Porté par le titre uppercut « Bouge de là », tube qui resta durant quatorze semaines au Top 50, « Qui sème le vent récolte le tempo », sorti en 1991, consacra le tout jeune Claude M’Barali, originaire du Sénégal, comme le pionnier du rap français dont il reste éternellement le daddy cool (dimension « cool » sur laquelle insiste très justement Rebecca Manzoni dans l’excellente émission de Pop’N’Co qu’elle lui a consacré il y a quelques semaines, et intitulée « MC Solaar, Radicool »). Avec « Prose combat », titre programmatique aux allures de manifeste qui pourrait résumer à lui seul la quintessence du rap, ces albums matriciels donnent le ton d’une œuvre où alternent des morceaux serrés comme un expresso avec une syntaxe concassée, fragmentée qui fait se succéder des avalanches de mots façon cadavres exquis et des titres qui s’apparentent plus au café allongé ou au cappuccino où sa prose se déploie plus amplement, veloutée, dans « Prose combat » par la musique de Zdar qui introduisit les techniques du mix propres à la house, faisant de cet album le « premier pont entre le rap français et la French Touch », pour citer Mehdi Maizi, auteur de « Rap français : Une exploration en 100 albums », paru chez les excellentes éditions Le Mot et le Reste. Et l’auteur de signaler que « Prose Combat » a été un des disques de rap les mieux produits, avec Jimmy Jay et Boom Bass aux manettes.
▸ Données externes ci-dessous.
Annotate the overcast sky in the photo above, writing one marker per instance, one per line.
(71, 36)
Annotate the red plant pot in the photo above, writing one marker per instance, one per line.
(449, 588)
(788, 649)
Prince d’un rap comme en apesanteur, qui revendique l’héritage du jazz (« Si le rap excelle, le jazz en est l’étincelle ») et sample avec une classe folle le « Bonnie and Clyde » de Gainsbourg dans le sophistiqué « Nouveau Western », MC Solaar balance sa prosodie lettrée et très référencée tel un dandy aux textes de fer dans une voix de velours. Pétrie de références cinématographiques mais aussi littéraires, son écriture fourmille de figures de style percutantes et mémorables, dont une fameuse consiste à substituer un terme dans une expression proverbiale, procédé stylistique qu’employait beaucoup Beckett : « Qui sème le vent récolte le tempo », le prémonitoire « Il faut rendre à Solaar ce qui appartient à Solaar »…
Rimbaud et même Proust (« L’allégorie des madeleines file à la vitesse de Prost », comme il le scandait dans « Obsolète ») s’invitent dans ces albums-madeleine qui pour être offensifs comme tout bon rap n’en ont pas moins la note sucrée et doucereuse de ces gâteaux bombés. D’à la recherche du rap perdu au rap retrouvé, tel fut le destin de ces trois albums restés trop longtemps dans les limbes juridiques de l’industrie musicale.